In professional and business services, New Jersey had the edge in both 2007 total employment (617,000 jobs vs. 593,000 jobs) and 1990-2007 growth (178,000 jobs vs. 126,000 jobs). A third large, but below-average-paying business sector, is education and health services, where New York City had a significant advantage in 2007 absolute size (705,000 jobs vs. 580,000 jobs) and a very slight advantage in 1990-2007 growth (229,000 jobs vs. 218,000 jobs).
After the lost economic decade (2000-2010), it is uncertain what broad geographic employment-growth patterns will be asserted going forward. New York City has done particularly well during 2010. However, it is unclear at this point how much of that was due to the massive, but temporary, flows of Troubled Asset Relief Program (TARP) and related federal financial rescue dollars into the city. What will happen when the new federal financial regulatory framework is effectuated? Will financial activities become less of an economic locomotive than during the credit bubble years? Can New Jersey regain its status as an employment engine, a role it performed so ably in the 1980s and 1990s?

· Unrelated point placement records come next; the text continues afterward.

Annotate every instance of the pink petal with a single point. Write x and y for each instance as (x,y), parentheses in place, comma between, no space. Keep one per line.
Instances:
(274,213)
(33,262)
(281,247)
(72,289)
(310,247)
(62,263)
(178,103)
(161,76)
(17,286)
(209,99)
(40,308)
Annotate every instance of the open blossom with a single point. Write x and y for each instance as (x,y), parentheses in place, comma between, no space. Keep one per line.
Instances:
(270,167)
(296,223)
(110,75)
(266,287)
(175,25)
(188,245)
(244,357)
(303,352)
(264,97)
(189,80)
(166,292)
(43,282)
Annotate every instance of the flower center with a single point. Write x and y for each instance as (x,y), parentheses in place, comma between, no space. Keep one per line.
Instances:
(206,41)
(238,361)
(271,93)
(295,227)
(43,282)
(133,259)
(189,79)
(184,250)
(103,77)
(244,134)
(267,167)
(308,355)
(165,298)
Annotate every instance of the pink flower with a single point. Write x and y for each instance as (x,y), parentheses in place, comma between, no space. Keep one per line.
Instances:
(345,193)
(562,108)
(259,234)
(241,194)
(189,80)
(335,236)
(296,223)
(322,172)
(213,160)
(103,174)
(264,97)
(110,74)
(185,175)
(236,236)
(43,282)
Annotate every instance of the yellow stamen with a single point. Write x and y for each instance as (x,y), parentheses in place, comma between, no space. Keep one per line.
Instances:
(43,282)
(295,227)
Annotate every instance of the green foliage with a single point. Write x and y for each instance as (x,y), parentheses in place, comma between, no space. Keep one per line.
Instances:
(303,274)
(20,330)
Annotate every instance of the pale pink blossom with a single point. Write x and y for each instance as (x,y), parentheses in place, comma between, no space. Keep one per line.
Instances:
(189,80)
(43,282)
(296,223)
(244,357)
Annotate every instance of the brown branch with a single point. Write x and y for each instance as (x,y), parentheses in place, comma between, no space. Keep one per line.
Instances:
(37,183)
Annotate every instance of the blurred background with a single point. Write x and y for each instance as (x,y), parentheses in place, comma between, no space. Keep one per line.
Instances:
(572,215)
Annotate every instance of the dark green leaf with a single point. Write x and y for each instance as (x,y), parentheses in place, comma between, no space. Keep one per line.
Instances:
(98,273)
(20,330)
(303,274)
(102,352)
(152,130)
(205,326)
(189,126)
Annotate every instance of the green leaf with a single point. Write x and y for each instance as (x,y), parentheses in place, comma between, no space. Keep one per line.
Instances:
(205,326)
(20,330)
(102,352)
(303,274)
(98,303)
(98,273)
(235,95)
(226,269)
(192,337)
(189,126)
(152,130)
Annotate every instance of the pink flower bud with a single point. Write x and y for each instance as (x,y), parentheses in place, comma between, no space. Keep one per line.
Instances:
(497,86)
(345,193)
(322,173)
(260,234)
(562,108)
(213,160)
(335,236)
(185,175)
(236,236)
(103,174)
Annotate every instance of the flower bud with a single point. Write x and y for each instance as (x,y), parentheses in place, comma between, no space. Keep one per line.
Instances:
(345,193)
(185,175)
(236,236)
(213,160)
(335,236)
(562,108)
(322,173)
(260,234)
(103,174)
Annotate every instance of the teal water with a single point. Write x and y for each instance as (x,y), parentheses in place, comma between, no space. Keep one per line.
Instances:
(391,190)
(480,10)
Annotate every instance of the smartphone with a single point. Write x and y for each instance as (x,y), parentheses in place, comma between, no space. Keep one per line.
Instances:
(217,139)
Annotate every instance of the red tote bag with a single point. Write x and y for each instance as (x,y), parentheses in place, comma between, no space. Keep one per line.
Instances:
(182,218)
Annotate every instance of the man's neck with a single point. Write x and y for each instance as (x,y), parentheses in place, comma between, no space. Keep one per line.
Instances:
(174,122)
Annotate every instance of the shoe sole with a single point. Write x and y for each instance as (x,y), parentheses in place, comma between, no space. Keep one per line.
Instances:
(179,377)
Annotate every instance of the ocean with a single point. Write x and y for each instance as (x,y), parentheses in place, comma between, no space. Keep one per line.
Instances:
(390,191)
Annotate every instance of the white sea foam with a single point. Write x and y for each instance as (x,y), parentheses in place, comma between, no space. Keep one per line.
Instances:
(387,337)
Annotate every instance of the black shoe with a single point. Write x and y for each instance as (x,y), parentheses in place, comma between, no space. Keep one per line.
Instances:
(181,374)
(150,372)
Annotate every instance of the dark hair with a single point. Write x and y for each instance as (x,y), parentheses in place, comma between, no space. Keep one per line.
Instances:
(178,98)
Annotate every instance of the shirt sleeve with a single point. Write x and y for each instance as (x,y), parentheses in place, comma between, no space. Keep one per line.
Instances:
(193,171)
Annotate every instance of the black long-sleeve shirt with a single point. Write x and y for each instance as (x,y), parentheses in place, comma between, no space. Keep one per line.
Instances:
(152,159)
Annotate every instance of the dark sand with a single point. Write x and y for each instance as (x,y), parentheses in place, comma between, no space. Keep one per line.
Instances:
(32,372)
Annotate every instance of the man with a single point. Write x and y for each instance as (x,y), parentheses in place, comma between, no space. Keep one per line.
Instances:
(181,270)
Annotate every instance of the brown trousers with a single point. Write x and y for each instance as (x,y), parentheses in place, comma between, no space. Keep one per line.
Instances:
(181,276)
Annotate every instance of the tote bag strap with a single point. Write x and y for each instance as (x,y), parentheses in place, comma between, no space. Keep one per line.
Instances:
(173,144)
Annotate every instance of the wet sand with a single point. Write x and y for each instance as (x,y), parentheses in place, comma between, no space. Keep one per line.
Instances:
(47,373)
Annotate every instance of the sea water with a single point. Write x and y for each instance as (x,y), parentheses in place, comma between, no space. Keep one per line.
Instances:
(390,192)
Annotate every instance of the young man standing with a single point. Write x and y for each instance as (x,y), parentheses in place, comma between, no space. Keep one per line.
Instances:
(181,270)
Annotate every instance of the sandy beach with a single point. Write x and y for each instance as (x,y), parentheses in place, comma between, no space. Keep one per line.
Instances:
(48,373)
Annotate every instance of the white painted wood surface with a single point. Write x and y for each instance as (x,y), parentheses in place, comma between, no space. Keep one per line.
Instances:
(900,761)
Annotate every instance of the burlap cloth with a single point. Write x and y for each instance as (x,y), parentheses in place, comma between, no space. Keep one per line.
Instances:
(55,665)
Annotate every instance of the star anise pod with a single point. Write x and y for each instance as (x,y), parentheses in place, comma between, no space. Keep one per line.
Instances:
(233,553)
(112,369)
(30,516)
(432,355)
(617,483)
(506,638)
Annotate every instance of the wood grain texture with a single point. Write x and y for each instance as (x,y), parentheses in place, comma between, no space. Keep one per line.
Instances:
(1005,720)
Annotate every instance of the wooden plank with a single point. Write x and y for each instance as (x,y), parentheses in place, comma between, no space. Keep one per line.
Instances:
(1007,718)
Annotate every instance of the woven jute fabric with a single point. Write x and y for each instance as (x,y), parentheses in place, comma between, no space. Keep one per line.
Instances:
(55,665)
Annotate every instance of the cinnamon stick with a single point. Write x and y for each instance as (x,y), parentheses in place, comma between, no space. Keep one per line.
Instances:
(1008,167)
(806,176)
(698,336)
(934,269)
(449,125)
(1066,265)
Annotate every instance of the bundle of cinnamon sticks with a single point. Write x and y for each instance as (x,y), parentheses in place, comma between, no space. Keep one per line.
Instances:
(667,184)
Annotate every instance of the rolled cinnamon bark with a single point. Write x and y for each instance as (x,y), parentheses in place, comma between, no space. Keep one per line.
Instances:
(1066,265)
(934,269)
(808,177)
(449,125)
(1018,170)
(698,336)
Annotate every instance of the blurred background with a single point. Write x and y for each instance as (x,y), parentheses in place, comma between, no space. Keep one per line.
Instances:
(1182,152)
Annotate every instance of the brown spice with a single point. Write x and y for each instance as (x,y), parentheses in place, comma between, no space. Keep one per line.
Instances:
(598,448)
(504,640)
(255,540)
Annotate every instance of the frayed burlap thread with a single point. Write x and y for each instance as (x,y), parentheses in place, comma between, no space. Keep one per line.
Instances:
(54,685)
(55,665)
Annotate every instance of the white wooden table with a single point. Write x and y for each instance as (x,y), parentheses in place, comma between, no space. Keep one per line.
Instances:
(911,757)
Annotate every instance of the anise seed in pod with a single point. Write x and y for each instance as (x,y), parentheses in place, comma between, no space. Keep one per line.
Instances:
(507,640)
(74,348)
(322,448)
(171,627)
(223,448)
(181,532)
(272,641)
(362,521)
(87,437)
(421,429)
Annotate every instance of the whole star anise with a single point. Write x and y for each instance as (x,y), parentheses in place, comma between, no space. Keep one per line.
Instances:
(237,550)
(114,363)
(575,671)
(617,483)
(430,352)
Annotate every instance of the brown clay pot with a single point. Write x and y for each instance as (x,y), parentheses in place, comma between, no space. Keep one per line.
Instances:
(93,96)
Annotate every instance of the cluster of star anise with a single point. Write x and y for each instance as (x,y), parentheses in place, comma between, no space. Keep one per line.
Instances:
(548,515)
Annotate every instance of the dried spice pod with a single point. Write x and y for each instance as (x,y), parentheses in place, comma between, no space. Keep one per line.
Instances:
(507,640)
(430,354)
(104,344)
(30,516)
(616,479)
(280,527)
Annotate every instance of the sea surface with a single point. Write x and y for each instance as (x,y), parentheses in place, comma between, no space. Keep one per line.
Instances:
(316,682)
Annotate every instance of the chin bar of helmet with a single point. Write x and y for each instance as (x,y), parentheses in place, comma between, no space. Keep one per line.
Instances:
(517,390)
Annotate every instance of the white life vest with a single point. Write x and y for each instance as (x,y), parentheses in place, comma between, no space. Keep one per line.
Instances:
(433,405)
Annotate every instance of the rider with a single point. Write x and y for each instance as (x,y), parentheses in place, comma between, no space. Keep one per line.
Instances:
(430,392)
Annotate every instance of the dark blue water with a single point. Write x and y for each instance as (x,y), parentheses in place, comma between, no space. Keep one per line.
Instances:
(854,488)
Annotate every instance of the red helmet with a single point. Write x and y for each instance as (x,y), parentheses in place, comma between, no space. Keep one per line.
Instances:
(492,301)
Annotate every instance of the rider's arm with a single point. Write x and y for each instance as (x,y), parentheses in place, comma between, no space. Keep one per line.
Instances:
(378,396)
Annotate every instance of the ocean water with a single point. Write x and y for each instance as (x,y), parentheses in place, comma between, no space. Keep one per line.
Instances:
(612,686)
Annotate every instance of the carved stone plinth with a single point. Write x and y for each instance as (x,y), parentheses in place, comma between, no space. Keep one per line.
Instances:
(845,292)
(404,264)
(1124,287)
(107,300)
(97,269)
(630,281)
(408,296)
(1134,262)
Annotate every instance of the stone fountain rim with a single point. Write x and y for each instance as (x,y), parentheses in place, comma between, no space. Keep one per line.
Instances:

Will 24-hour cities stand as the new growth frontier and suburban office markets lag? Or will suburban markets soar as they did in 2003-2007?
What's more, bottom-heavy employment growth has characterized the economic recovery to date, both in New York and New Jersey. Below-average-paying jobs in retail trade, administrative support, health care and social assistance, accommodations and food services, and other low-level services have accounted for the bulk of employment gains to date. Gains in white-collar, knowledge-based jobs have been minimal. Is this symptomatic of protracted lean employment opportunities to come, particularly high-end opportunities?
All of the preceding questions and observations have relevance to the issue of how much job growth will take place in the future, what type of job growth, and the geographic locus of job growth. And they also have obvious relevance to future transportation needs by mode and location. Inevitable fiscal constraints dictate that choices will be needed among many future alternative transportation investments, each of which may be desirable on its own. Thus, as a first requirement for transportation planning in this post-Great Recession environment, there needs to be a new assessment of the likely scale, type, and location of future employment growth. This is critical for determining the relative value of how and where to allocate scarce public resources among alternative transportation investments.